Pros and cons, pros and cons. 

Pros and pros. 

I check the guy’s pulse. There’s nothing, but then, there it is. An infinitesimal throb. And, as if by some other-worldly impulse, the man opens his eyes, wide as can be, and he says, “Where am I?”

“Lifeguard station,” I say.

“Oh, man,” he says. “Am I dead?”

And I say, “Yes. Yes you are.”

    “Darn.” And then, a tangent like his girlfriend’s: “We were just doing some acid on the beach, and then some shrooms, or was it the shrooms first and then the acid? Anyway, we were swimming and she was blowing bubbles and turned into a fish and I asked her why she was a fish and then, like, boom. I wake up here.”

    And I say, “Shut up. You’re dead.”

    “Wait, I’m dead?” he asks.

    “Yes, now go back to being dead.”

    He wiggles a bit on the coffee table, uncertain, but he says, “Okay,” and he falls back asleep.

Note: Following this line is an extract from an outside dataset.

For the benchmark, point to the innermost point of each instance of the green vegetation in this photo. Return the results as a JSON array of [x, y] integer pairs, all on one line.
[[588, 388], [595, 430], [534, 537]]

    I can see the headlines now. 

    I walk over to where we keep the lifejackets. The ones for kids. They’re softer, would work better. I pick one up, one with seashells and starfish and other childish designs on it, and I stand over the boyfriend. With the lifejacket, I cover his face, pressing hard. This, what I’m doing, you learn all about it in the lifeguard classes. Asphyxiation—the process of being deprived of oxygen. The boyfriend, he doesn’t even struggle. 

    Trust me: I finally have a real story.